Data retrieval and search accross multiple services

45 views Asked by At

I'm building a system that comprises a multiple heterogeneous services that talk to each other over a network, although in the standard deployment model they are all on the same machine. The UI client for managing the entities within that complex system should be able to display aggregated data from all comprising services while enabling search across that aggregated data.

I'm wondering how to design the data retrieval within this system so that it is scalable as the amount of data to be searched is already high and increases?

I'm thinking about two approaches:

  1. The client queries data from all services on demand and aggregates the results in its layer. In many cases it will have to do joins between data coming from multiple services, so I'm concerned about performance here.

  2. Denormalize the services data in a way so that it is convenient for the client queries and even store aggregations between the multiple services data so that the client doesn't have to do joins on demand. Probably, it would be better to store each service's denormalized data in its own database or cache as thus it would be easier to keep all denormalized data up-to-date. However, I'll need to put the aggregated views across multiple services' data in some other place and I'm concerned about the overhead of keeping this remote cache up-to-date.

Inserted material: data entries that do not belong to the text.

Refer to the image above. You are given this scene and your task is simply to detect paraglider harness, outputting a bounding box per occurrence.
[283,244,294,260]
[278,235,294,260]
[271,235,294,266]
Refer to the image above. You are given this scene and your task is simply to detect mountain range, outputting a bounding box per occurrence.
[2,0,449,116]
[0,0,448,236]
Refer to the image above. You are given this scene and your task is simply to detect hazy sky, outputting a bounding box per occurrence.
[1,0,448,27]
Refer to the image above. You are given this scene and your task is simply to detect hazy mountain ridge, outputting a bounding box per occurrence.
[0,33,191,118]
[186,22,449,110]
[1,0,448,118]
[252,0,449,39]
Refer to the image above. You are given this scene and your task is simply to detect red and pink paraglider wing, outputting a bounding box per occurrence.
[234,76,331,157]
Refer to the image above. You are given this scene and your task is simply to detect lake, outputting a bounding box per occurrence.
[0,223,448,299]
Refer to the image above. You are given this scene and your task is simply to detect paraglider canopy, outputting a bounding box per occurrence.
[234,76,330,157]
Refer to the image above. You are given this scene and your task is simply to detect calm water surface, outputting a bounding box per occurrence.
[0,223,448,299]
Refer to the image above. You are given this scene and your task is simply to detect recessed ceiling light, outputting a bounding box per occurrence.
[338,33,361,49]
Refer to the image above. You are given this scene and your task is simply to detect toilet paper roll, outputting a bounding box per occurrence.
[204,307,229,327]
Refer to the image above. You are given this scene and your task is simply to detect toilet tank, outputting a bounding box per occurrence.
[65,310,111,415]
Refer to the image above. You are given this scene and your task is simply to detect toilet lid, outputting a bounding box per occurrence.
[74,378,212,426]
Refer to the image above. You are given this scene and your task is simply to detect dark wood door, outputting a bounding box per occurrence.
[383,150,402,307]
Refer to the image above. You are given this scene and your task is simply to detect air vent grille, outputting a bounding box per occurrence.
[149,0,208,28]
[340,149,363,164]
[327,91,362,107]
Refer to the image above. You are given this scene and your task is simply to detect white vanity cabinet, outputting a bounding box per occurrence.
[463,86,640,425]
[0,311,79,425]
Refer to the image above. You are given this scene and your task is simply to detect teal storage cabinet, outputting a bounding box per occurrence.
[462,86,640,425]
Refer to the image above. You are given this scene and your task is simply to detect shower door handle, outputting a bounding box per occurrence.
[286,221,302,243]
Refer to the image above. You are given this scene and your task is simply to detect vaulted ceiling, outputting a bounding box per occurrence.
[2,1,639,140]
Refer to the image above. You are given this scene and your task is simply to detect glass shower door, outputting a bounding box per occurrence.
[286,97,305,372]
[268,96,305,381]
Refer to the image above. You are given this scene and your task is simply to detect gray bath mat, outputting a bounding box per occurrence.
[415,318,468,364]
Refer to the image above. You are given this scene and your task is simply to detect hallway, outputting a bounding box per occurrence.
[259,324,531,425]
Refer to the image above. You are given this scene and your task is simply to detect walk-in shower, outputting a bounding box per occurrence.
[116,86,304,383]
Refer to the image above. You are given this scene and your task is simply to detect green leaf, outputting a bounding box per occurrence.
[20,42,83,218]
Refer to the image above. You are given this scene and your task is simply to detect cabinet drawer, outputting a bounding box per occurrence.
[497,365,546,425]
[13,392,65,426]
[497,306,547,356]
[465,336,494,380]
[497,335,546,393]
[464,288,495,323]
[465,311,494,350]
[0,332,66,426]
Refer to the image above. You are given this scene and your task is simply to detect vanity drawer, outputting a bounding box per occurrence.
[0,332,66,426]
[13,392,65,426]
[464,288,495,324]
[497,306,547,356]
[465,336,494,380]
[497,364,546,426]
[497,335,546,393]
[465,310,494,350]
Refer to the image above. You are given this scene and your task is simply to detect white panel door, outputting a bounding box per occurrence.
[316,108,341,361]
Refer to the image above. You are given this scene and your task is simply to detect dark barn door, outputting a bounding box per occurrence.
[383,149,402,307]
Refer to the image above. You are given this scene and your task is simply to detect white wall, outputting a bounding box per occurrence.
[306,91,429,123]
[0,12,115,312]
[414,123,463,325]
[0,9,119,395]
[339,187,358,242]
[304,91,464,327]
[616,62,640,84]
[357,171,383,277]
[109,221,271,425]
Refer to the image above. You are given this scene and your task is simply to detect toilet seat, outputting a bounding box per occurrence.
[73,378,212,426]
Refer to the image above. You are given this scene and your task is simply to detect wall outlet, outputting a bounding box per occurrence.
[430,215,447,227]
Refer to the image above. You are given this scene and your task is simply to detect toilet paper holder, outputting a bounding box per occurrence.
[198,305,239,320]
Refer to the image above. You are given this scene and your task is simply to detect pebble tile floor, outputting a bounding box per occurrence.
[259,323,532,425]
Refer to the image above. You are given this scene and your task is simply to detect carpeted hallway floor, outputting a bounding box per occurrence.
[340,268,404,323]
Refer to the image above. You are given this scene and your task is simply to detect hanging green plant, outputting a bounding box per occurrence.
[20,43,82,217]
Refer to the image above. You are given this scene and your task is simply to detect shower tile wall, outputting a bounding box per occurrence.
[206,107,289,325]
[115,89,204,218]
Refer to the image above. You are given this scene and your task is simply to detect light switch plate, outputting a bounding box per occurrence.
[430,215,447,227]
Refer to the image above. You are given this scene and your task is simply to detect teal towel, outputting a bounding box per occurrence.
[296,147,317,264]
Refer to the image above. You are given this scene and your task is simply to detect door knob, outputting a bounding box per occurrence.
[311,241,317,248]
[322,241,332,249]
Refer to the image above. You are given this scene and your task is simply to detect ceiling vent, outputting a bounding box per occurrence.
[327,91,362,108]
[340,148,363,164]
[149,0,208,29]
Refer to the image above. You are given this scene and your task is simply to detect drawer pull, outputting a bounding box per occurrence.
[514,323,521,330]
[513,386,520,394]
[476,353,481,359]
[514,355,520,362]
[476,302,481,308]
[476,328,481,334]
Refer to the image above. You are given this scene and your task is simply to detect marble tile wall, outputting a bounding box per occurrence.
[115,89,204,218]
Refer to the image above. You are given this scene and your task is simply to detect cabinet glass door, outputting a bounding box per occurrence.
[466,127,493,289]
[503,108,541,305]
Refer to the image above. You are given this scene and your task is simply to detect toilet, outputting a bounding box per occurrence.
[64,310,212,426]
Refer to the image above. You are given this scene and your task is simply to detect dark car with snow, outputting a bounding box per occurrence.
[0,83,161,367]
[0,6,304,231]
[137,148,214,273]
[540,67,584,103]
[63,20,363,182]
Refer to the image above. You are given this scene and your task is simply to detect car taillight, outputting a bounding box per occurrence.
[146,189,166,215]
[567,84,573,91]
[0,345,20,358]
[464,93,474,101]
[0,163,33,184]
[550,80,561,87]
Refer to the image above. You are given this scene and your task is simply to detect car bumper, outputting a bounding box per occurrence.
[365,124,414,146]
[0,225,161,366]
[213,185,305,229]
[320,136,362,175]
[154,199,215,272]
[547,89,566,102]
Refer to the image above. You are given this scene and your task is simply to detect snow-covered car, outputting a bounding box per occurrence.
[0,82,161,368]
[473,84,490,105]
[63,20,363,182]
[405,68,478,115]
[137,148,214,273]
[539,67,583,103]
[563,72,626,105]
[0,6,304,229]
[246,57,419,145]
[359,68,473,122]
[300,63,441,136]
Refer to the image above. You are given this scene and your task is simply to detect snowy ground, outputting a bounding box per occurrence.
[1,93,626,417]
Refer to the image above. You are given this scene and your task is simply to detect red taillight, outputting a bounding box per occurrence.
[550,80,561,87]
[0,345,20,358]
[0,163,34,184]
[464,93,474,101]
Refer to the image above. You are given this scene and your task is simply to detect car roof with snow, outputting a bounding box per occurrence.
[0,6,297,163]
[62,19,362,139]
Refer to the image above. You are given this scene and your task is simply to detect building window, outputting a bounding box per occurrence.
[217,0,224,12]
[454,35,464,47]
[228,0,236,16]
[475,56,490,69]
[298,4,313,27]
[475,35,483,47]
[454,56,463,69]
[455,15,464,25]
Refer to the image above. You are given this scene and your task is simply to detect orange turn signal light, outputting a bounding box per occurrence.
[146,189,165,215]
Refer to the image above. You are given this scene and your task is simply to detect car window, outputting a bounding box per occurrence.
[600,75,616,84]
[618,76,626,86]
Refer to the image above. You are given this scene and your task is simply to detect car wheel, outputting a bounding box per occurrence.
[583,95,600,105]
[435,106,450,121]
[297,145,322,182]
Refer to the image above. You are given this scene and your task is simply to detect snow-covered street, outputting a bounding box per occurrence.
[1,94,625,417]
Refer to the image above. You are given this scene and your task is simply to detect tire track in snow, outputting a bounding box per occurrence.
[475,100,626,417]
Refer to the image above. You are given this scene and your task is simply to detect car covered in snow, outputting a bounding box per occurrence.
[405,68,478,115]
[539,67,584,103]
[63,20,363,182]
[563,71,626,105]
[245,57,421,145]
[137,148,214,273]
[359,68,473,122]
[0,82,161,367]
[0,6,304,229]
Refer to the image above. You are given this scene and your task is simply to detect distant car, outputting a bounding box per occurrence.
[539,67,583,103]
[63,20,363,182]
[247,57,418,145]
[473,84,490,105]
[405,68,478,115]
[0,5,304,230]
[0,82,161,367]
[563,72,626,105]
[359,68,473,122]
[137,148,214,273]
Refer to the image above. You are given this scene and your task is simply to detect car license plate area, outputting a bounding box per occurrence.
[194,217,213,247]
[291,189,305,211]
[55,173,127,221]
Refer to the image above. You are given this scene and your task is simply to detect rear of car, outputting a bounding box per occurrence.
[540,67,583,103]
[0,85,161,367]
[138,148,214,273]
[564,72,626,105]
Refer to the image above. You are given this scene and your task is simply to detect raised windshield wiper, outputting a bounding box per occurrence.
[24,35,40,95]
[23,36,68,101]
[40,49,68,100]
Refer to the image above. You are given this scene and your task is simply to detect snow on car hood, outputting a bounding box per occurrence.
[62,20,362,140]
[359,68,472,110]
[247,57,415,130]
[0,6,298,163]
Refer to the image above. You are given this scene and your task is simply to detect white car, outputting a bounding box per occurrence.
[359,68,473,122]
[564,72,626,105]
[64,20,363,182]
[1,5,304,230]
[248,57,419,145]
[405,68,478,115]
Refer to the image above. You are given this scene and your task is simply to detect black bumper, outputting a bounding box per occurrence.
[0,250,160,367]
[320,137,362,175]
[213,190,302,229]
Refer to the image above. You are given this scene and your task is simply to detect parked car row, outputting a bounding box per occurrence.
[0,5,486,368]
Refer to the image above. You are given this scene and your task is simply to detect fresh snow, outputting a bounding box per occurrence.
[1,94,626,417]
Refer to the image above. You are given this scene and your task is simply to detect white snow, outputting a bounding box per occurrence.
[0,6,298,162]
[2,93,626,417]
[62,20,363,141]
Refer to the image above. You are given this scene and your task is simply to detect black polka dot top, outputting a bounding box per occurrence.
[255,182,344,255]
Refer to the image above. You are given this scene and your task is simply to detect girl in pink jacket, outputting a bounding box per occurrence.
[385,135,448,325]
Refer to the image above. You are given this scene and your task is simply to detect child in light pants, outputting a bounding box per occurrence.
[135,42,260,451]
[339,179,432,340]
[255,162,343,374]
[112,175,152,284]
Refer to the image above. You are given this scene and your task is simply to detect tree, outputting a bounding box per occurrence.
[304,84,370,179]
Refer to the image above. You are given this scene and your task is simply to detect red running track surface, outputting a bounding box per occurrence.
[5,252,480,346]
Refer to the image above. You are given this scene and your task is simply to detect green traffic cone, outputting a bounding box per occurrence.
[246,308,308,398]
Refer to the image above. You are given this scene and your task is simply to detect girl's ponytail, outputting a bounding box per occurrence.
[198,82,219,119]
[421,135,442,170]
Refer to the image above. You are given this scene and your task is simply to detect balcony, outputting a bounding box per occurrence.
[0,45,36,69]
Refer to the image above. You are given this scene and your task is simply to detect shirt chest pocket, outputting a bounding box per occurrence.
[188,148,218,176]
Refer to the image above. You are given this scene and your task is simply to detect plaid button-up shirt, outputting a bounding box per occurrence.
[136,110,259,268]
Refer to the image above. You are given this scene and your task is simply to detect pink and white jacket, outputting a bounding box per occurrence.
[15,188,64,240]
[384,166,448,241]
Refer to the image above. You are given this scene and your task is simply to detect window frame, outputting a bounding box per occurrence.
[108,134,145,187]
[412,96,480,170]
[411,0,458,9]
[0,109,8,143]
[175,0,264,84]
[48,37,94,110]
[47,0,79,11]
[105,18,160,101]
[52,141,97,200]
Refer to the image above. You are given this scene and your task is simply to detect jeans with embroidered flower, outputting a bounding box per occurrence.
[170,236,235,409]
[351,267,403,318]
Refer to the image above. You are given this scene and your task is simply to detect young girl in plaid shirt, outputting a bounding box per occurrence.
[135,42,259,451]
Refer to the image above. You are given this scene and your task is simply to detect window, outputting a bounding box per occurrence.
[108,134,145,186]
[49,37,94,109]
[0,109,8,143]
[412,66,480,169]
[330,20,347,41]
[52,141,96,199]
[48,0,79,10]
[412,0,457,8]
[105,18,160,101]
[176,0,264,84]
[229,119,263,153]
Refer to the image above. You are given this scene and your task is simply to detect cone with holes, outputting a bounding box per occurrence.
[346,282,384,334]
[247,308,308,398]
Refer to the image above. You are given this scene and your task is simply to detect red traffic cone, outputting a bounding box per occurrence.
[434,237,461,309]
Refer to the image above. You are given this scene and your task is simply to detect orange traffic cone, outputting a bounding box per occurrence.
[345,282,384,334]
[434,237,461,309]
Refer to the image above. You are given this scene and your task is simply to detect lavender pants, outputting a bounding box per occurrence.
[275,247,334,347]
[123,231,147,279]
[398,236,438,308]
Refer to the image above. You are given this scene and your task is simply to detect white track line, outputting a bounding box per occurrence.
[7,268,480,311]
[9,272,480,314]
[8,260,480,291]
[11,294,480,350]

Any examples or references to existing architectures that solve similar problems would be highly appreciated. Thanks!

1

There are 1 answers

0
Pellared On

Having an aggregated cache would surely can have better performance but think carefully about be the cost - the synchronization. It will end up that your client (or some remote service that will do this job for the clients) has its own database that synchronizes with the service data (something like implementing own database asynchronous pull replication). Check how the data retrieved from the services can change. The best for you would be if the data is not deleted/modified and only new can be added. It would be also easier if the data do not have to be consistent. Choosing appropriate synchronization mechanism depends on existing architecture and requirements.